Cyber Breach Rule Confusing Firms: Feds Clarify

Companies are now complying with the Securities & Exchange Commission’s (SEC) cybersecurity breach rule. Or maybe over-complying would be the more apt term for it!

Microsoft (MS) is just one of a handful of companies that recently filed a Form 8-K after threat actors accessed its systems. The SEC now requires publicly traded companies to report “material” cyber breaches within four days of an attack.

The software giant noted that the breach could cause material risks or losses for customers and clients … at some point down the line .. maybe. So technically, the breach qualified as “immaterial,” but MS thought it was better to err on the side of caution and let the SEC know about it anyway.

MS and other companies have reported as-of-now-immaterial breaches under Item 1.05 of Form 8-K. The SEC wants companies to know this isn’t the way to do it. “If a company chooses to disclose a cybersecurity incident for which it has not yet made a materiality determination, or [a breach that wasn’t] material, the [SEC] encourages the company to disclose that cybersecurity incident under a different item of Form 8-K — for example, Item 8.01,” the SEC advises.

Bottom line: Item 1.05 is for known, material breaches only.

Is Cyber Breach Rule Regulatory Overreach?

The SEC promulgated the cyber breach reporting rule after multiple companies hid or sugar-coated significant cyber attacks from the public, customers and shareholders.

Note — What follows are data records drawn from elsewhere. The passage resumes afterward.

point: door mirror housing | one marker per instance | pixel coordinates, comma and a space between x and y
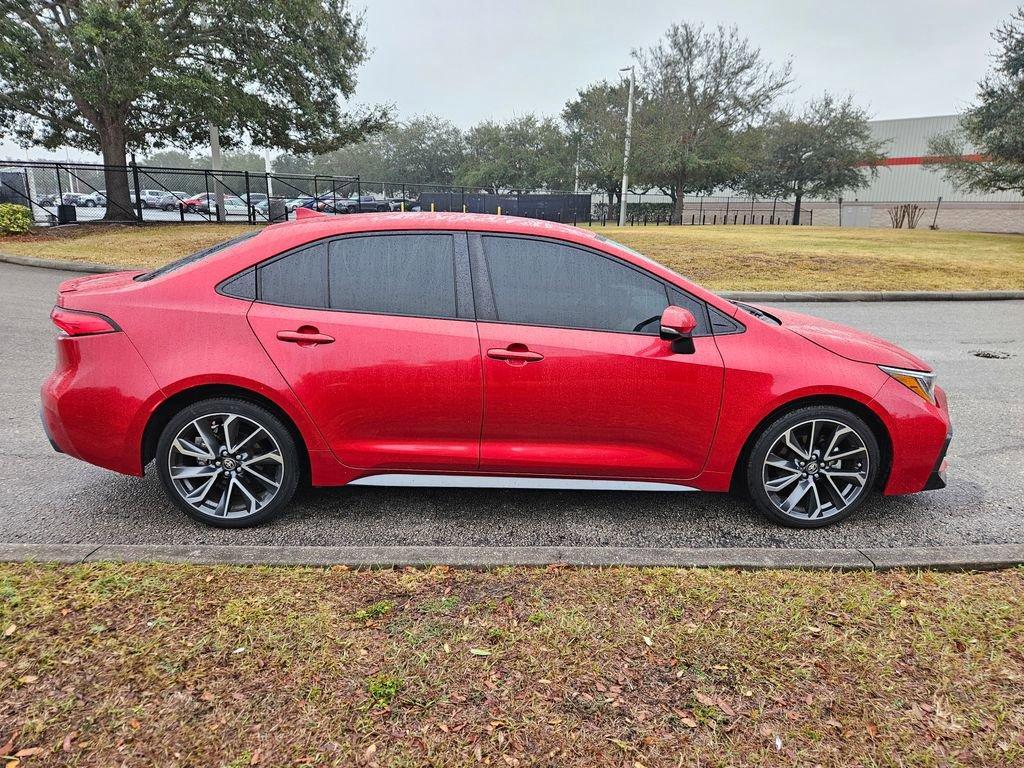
677, 323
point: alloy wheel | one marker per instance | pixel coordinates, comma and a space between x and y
225, 465
816, 469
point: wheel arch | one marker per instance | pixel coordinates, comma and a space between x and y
858, 409
166, 411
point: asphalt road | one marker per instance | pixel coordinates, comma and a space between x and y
49, 498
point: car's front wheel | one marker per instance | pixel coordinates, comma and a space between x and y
227, 463
813, 466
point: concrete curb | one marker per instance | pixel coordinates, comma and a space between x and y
768, 296
973, 557
66, 266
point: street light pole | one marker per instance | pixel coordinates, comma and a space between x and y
215, 165
626, 153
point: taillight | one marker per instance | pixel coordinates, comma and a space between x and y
80, 323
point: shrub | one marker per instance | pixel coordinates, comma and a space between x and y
14, 219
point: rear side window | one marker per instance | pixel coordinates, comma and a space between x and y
409, 274
540, 283
299, 279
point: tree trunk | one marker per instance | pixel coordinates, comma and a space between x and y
677, 202
119, 204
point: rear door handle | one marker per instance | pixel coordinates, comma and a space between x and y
306, 336
514, 353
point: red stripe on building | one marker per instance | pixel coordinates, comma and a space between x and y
921, 160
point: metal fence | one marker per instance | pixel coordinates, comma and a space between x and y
67, 193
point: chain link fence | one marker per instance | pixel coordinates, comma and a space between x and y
70, 193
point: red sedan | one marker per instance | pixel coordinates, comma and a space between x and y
469, 350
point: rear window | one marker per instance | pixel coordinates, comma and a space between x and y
197, 256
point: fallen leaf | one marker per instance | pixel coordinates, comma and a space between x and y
705, 699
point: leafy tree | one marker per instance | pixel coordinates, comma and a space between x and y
596, 120
818, 154
526, 153
994, 126
112, 76
699, 90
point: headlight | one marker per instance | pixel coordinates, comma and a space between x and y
919, 382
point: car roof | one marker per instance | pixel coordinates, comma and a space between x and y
325, 225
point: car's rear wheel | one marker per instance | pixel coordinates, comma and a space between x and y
813, 467
227, 463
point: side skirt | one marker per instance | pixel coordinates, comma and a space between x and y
502, 481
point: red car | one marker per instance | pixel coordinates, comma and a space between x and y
470, 350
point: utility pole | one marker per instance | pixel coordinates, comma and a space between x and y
626, 154
218, 188
576, 183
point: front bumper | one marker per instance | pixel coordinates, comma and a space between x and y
937, 479
920, 433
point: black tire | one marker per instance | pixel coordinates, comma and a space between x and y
280, 437
832, 481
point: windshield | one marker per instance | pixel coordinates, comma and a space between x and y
197, 256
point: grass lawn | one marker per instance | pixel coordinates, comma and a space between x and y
737, 258
159, 665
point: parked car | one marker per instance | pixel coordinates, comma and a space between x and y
206, 203
408, 204
361, 204
152, 198
472, 351
169, 201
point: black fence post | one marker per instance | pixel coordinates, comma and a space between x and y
250, 211
138, 193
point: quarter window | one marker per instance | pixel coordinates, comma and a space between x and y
410, 274
540, 283
298, 279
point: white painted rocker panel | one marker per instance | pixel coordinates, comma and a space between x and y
501, 481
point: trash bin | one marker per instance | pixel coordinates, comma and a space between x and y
278, 211
67, 214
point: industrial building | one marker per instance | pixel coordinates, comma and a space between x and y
906, 178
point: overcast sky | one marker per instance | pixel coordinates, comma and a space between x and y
475, 59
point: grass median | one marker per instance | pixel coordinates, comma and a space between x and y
113, 664
724, 258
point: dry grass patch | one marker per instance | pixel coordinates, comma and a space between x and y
129, 665
723, 258
121, 245
780, 258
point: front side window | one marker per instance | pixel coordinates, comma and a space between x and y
541, 283
408, 274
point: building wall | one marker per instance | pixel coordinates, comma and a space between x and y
904, 177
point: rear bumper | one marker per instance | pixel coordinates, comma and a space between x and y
96, 401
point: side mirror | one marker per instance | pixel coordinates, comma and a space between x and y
677, 323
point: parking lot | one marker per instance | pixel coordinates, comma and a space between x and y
49, 498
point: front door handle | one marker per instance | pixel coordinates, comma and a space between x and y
305, 336
514, 353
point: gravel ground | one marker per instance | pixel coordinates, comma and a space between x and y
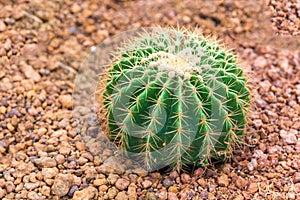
42, 156
286, 16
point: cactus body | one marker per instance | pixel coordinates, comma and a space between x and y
175, 98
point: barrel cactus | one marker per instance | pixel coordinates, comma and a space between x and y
175, 98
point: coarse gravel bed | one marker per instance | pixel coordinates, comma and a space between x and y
42, 156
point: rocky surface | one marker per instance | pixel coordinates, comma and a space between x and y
286, 16
42, 156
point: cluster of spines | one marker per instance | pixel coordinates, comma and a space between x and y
176, 120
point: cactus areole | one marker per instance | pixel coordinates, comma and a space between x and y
175, 98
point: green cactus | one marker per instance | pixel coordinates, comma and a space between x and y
176, 98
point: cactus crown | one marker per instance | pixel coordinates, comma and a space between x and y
175, 98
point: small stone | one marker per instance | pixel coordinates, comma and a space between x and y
2, 193
45, 162
42, 131
146, 184
288, 137
103, 188
62, 184
121, 196
99, 182
112, 193
60, 159
132, 191
82, 160
141, 172
73, 189
172, 196
122, 183
239, 197
260, 62
2, 109
66, 101
150, 196
252, 188
80, 146
173, 189
9, 186
75, 8
185, 178
296, 178
223, 180
49, 172
31, 186
162, 194
173, 175
241, 182
167, 182
86, 193
65, 149
33, 195
2, 26
10, 127
30, 73
112, 178
291, 195
45, 190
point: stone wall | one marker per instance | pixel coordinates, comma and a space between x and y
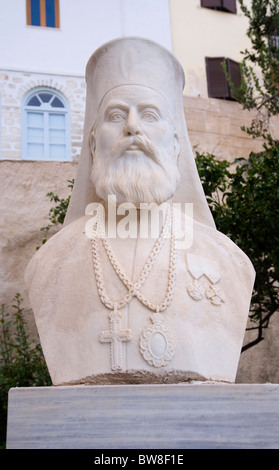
13, 87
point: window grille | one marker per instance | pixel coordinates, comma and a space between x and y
45, 129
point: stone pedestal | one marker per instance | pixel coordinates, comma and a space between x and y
182, 416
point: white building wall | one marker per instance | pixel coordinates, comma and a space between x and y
33, 56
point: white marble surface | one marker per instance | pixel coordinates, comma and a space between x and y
182, 416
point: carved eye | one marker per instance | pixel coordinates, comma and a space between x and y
149, 116
117, 117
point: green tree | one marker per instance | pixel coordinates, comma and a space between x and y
22, 363
259, 90
244, 200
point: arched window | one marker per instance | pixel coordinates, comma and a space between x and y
45, 126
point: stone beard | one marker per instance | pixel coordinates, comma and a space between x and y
135, 148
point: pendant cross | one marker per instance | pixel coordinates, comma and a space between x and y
115, 336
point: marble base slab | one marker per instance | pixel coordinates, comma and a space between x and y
180, 416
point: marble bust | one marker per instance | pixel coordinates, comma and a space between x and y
113, 301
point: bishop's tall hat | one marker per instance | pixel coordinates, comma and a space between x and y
127, 62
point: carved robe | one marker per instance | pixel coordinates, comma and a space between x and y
202, 330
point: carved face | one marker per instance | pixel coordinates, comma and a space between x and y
135, 146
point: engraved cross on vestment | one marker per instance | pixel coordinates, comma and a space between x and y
115, 336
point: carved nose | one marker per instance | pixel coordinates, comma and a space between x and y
132, 126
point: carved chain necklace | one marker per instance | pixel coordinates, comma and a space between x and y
157, 344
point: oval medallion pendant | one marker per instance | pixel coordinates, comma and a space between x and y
157, 344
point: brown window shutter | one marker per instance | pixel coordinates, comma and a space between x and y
216, 79
211, 3
229, 5
223, 5
234, 73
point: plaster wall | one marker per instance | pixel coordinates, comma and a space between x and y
199, 32
84, 26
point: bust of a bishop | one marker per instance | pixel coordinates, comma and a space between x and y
138, 286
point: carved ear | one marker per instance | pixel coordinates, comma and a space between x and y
176, 145
92, 142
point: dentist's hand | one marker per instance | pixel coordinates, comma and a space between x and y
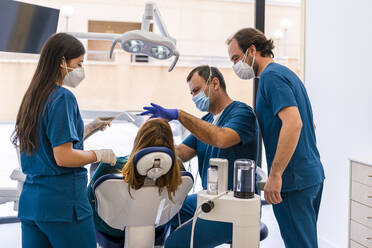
272, 189
106, 156
157, 111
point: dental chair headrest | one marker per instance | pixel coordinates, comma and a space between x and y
153, 162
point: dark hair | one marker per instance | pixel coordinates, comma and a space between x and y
47, 73
251, 36
204, 71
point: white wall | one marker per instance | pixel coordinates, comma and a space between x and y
338, 79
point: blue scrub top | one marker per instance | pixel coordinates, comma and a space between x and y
51, 192
239, 117
279, 88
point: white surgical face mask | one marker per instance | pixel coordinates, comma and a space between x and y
243, 70
201, 100
74, 77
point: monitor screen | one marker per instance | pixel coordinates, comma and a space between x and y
24, 28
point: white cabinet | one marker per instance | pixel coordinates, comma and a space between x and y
360, 222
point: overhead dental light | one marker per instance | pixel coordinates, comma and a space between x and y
145, 42
159, 46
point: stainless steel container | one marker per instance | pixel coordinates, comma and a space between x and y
244, 178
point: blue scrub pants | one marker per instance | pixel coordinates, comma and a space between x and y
297, 215
207, 234
42, 234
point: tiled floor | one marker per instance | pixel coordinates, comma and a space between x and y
10, 234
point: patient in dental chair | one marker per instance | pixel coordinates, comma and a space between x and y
154, 132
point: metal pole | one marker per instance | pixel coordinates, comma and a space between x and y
260, 25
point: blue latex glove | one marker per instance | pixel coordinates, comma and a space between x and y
157, 111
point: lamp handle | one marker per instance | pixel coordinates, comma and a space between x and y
177, 55
113, 47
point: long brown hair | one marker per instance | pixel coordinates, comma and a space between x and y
47, 73
154, 132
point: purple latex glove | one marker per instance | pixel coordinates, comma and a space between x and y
157, 111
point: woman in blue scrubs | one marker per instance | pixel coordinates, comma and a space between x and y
53, 206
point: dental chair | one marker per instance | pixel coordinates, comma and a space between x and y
11, 194
138, 213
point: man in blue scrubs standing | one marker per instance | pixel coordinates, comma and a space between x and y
296, 175
229, 130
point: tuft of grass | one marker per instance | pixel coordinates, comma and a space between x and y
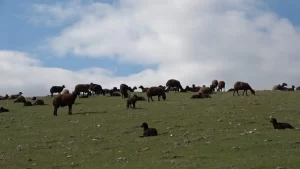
217, 133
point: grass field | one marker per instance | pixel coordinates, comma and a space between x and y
223, 132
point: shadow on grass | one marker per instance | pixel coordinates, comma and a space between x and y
90, 112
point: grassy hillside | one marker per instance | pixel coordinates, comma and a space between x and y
219, 133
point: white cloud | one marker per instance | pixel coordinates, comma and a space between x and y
193, 41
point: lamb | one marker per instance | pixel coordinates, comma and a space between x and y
97, 89
2, 110
56, 89
27, 103
221, 85
63, 100
84, 88
156, 91
277, 125
19, 99
173, 83
148, 131
39, 102
242, 86
131, 102
123, 90
14, 96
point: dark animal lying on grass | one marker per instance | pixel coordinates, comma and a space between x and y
2, 110
39, 102
148, 131
63, 100
27, 103
131, 102
277, 125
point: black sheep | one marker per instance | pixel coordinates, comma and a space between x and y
277, 125
148, 131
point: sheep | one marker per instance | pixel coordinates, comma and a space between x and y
139, 98
156, 91
131, 102
65, 91
63, 100
144, 89
148, 131
27, 103
39, 102
56, 89
221, 85
14, 96
277, 125
173, 83
19, 99
123, 90
214, 83
84, 88
97, 89
242, 86
2, 110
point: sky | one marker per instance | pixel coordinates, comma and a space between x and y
146, 42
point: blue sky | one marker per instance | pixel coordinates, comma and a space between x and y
17, 33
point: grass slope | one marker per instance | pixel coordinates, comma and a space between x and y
217, 133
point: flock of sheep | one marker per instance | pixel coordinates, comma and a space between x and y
67, 98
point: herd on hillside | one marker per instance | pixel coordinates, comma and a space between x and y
67, 98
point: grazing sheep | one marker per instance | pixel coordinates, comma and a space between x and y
65, 91
56, 89
138, 98
97, 89
84, 88
14, 96
2, 110
144, 89
277, 125
19, 99
39, 102
156, 91
221, 85
63, 100
148, 131
173, 83
131, 102
27, 103
123, 89
242, 86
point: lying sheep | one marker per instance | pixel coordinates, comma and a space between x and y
39, 102
63, 100
148, 131
242, 86
19, 99
56, 89
131, 102
156, 91
2, 110
277, 125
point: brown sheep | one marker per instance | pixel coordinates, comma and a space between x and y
221, 85
39, 102
19, 99
14, 96
131, 102
84, 88
173, 83
62, 100
156, 91
242, 86
56, 89
124, 90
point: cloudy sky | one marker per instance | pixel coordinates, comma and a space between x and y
147, 42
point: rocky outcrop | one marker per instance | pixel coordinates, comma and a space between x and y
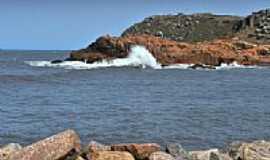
140, 151
52, 148
205, 40
161, 156
111, 155
187, 28
66, 146
8, 150
205, 27
256, 27
168, 52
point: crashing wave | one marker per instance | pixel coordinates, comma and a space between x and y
138, 57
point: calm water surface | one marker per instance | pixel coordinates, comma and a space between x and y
197, 108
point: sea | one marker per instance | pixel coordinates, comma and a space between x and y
133, 99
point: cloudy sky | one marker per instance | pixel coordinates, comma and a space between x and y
72, 24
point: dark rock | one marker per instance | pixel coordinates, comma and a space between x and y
177, 151
139, 151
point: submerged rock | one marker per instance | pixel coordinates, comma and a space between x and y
56, 61
177, 151
212, 154
139, 151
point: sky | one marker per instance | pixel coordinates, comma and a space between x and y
73, 24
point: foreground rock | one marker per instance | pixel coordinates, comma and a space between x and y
187, 28
177, 151
212, 154
139, 151
169, 52
258, 150
52, 148
8, 150
111, 155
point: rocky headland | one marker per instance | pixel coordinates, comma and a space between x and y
67, 146
198, 39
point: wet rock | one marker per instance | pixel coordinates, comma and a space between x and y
139, 151
52, 148
258, 150
234, 150
56, 61
200, 66
212, 154
169, 52
8, 150
161, 156
95, 146
177, 151
79, 158
111, 155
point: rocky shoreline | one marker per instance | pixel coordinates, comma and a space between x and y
203, 40
66, 146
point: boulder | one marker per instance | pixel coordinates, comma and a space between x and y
52, 148
139, 151
95, 146
110, 155
8, 150
161, 156
212, 154
258, 150
177, 151
234, 149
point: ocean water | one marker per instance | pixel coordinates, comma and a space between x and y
112, 104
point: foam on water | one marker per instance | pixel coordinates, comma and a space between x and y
138, 57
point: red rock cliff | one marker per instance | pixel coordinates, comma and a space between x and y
171, 52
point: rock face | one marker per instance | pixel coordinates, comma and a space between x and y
205, 27
177, 151
171, 52
161, 156
187, 28
52, 148
8, 150
111, 155
258, 150
139, 151
200, 39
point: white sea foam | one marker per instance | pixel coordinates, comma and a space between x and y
178, 66
138, 57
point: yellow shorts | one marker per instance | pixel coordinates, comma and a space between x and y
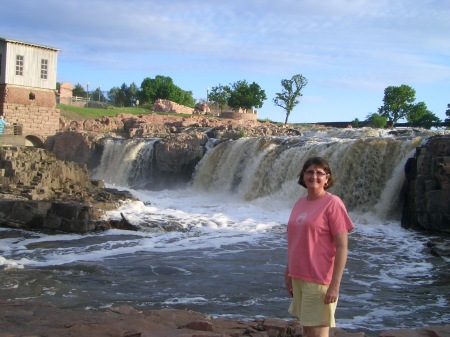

A handful of breached companies waited years to disclose the incidents.

The cyber breach rule could end up being be amended by Congress at the urging of companies and investors who argue the SEC overreached. Businesses that are happy to comply say there’s a fine line between material and immaterial depending on how regulators view the damage.

For example, do compromised Social Security numbers qualify as a material breach? Many cybersecurity experts say nearly everyone’s SS number or credit card information is available in some corner of the Dark Web. Under the current final rule, the SEC has significant leeway to pursue an enforcement action if a company doesn’t file a Form 8-K following what regulators consider to be a material breach.